Le réalisateur de The Florida Project revient avec un nouveau portrait fascinant de l’Amérique. Simon Rex, star de la franchise Scary Movie, y fait un come-back légendaire dans le rôle d’une ancienne gloire du porno profondément toxique.
Mikey Saber revient dans sa ville natale du Texas après des années de carrière de pornstar à Los Angeles. Il n’y est pas vraiment le bienvenu… Sans argent, sans emploi, il doit retourner vivre chez son ex-femme et sa belle-mère… Pour payer son loyer, il reprend ses petites combines mais une rencontre va lui donner l’espoir d’un nouveau départ.
La dernière image de The Florida Project, le précédent film de Sean Baker sorti en 2017, a conclu la fuite permanente de deux enfants vers un semblant d’imaginaire en les réfugiant dans le Magic Kingdom de Disney World. Quatre ans plus tard, sur fond du mythique son des N’Sync, le cinéaste dit clairement Bye Bye à ce rêve éveillé et innocent. Nous ne sommes dorénavant plus face à des enfants s’échappant du réel en faisant les 400 coups mais devant Mikey Saber, ancienne star du porno qui compte tout faire pour redonner un peu de gloire à sa vie, dans un Texas préoccupé par les élections présidentielles de 2016 et l’ombre grandissante de Donald Trump.
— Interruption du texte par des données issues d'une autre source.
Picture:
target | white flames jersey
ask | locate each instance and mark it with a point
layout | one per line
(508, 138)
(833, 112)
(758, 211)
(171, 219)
Pour cette nouvelle part de son exploration d’une Amérique déclassée, Baker imagine un véritable anti-héros qui va symboliser en chair et en os la vampirisation toxique d’une mentalité renforcée par l’ère Trump. Mickey est un loser au comportement détestable. Il est égoïste et misogyne, considérant son entourage comme des objets pour uniquement parvenir à ses fins (face à sa femme, sa belle-mère mais également face à une jeune fille mineure qui va l’obséder). Baker va se montrer intraitable sur la toxicité du personnage, sans pour autant faire preuve de jugement (ce qui fait aussi la grande force des films du cinéaste). Cette star déchue, incarnée magistralement par Simon Rex, va refuser de voir les conséquences désastreuses de ses actes pour rester focaliser sur sa reprise en main très entrepreneuriale. Il apparaît alors comme un symbole d’une politique américaine violente, irréfléchie, que Baker nous présente en toile de fond et habitée par les personnages que nous rencontrons tout le long.
Après Mickey dans The Florida Project, c’est donc Mikey qui apparaît comme une figure superficielle dans l’Amérique de Baker. Avec son chef-opérateur Drew Daniels (que l’on connaît pour son travail avec Trey Edward Shults), il oppose la fausseté de ce personnage en l’ancrant dans un environnement profondément industriel où les usines et les magasins de donuts remplissent le paysage filmé en plan d’ensemble. Une rencontre qui va alors faire des étincelles et va alimenter la part de comédie qui règne dans ce film. La spirale infernale où Mikey s’enfonce donne lieu à de brillants moments de comédie pathétique, notamment à un climax mettant à nu son anti-héros.
Impertinent et magnifiquement filmé, Red Rocket confirme donc que Sean Baker est un explorateur important des États-Unis pour le cinéma.
Red Rocket, réalisé par Sean Baker. Avec Simon Rex, Bree Elrod, Ethan Darbone, Suzanna Son, Judy Hill et Brenda Deiss. Durée : 2h08.